Why employers need to be wary of having blanket policies

Adam Penman highlights the dangers of imposing policy decisions on all staff, particularly if it disadvantages women with childcare responsibilities

In Thompson v Scancrown Ltd T/a Manors, a remedy hearing on 12 August 2021 awarded Ms. Thompson, a successful sales manager, over £184,000 in her claim of indirect sex discrimination against her employer, a small independent estate agent. 

On return from maternity leave, Thompson applied for flexible working, but was refused on the basis that it was not viable due to the generation of additional costs and the detrimental effect on the business’ ability to meet customer demand if it were to accommodate a request for a four-day week and finishing hours of 5pm rather than 6pm. The employer also reasoned that it was not able to reorganise work among its existing workforce to enable Thompson’s request. 

Following this refusal and the rejection of a subsequent grievance, Thompson resigned in December 2019 and claimed sex discrimination (both direct and indirect), as well as pregnancy and maternity discrimination. Each of Thompson’s claims were rejected, with the notable exception of the indirect discrimination claim. 

The tribunal found that forcing Thompson to work until 6pm – beyond the usual closing hours of nurseries – in fact put her at a disadvantage when compared with a hypothetical male comparator. 

The tribunal considered that the requirement to work 9am to 6pm, Monday to Friday, which applied to all employees of Manors, could, despite progressive shifts in societal attitudes towards men taking a more prominent role in childcare, put mothers at a disadvantage, as women remain more likely to have primary responsibility for children. Thompson had produced evidence from a 2018 survey which reported that 64 per cent of mothers have primary childcare responsibilities, compared to just 36 per cent of fathers. 

The tribunal did not buy the employer’s rationale in declining the flexible working request, as there were arrangements that had been introduced to cover Thompson on maternity leave that could have been continued. In addition, although it would have been difficult to recruit someone for one day a week to cover Thompson’s sales manager role, there were other promotion and recruitment options that would cover the role and plug any staffing gaps. 

The large compensation award was for Thompson’s loss of earnings, pension contributions and injury to feelings and interest. The value of such an award underpins the level of risk posed to employers when considering flexible working requests from women with childcare responsibilities and the importance of employers seeking legal advice early in any evaluation of such a request. 

The tribunal’s decision demonstrates that employers must not only execute a proper procedure when considering statutory flexible working requests, but in the case of requests made by mothers in particular, it must conduct a thorough review of its organisation to investigate alternative set-ups to accommodate women with childcare obligations. 

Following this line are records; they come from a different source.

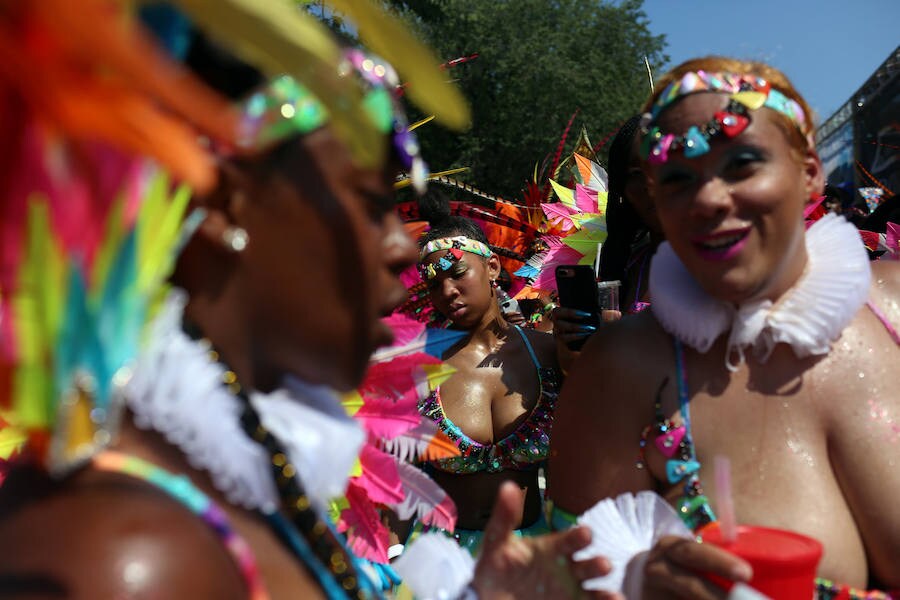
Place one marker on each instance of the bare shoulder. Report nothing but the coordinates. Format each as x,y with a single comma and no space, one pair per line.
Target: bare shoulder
605,403
886,282
620,360
544,345
106,535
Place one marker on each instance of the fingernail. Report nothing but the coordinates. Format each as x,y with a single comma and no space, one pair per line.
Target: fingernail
742,572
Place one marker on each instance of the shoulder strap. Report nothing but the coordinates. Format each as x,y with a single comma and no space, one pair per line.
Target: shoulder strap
537,364
180,488
892,331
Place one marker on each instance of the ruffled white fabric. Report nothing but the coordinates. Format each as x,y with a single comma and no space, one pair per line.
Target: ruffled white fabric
435,567
177,390
809,317
623,529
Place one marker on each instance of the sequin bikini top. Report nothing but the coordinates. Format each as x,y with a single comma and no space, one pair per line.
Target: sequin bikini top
521,450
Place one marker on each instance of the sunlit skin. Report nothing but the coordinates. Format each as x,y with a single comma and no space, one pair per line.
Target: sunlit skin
495,388
805,455
314,219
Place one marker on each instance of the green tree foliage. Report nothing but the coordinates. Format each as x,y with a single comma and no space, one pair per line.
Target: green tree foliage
540,61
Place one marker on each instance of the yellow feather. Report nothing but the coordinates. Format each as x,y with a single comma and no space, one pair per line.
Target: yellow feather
428,88
279,38
37,307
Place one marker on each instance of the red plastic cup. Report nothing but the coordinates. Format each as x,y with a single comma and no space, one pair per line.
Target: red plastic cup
784,563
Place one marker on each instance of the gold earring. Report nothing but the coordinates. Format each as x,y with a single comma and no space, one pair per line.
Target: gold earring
235,239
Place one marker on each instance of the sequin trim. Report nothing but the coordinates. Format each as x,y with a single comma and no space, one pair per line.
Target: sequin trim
528,445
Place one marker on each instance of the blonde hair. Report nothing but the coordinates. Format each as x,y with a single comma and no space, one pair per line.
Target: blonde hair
801,136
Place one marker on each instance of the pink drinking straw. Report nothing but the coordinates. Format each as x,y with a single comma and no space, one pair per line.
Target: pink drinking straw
725,500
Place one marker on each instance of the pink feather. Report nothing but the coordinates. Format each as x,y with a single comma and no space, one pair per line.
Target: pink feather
425,499
558,254
892,240
379,478
422,442
366,535
559,215
585,199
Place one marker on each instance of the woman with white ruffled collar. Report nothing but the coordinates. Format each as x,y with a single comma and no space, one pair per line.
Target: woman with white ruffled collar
783,360
212,486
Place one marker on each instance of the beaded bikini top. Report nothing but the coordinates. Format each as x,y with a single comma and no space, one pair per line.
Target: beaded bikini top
521,450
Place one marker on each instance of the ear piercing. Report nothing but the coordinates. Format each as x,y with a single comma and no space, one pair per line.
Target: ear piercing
235,239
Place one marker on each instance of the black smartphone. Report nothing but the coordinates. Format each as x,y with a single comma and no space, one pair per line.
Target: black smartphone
577,286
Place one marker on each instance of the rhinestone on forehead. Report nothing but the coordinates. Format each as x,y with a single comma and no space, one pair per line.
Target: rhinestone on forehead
746,93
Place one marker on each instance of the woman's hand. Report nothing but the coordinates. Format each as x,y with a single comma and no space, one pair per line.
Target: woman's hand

The decision is also an example of the tribunal being willing to examine and challenge blanket policy decisions in relation to any provision, criteria or practice which, in principle, applies equally to all employees. It also shows the tribunal’s ability to come to its own conclusion around how an employer ought to have approached its analysis. 

Given the evidence which illustrated the particular disadvantage to women with childcare responsibilities in the workplace, it is unlikely that the same outcome would have been generated if Thompson had been a man making the same request. Accordingly, as society changes and if childcare obligations become more equal, this outcome may change again.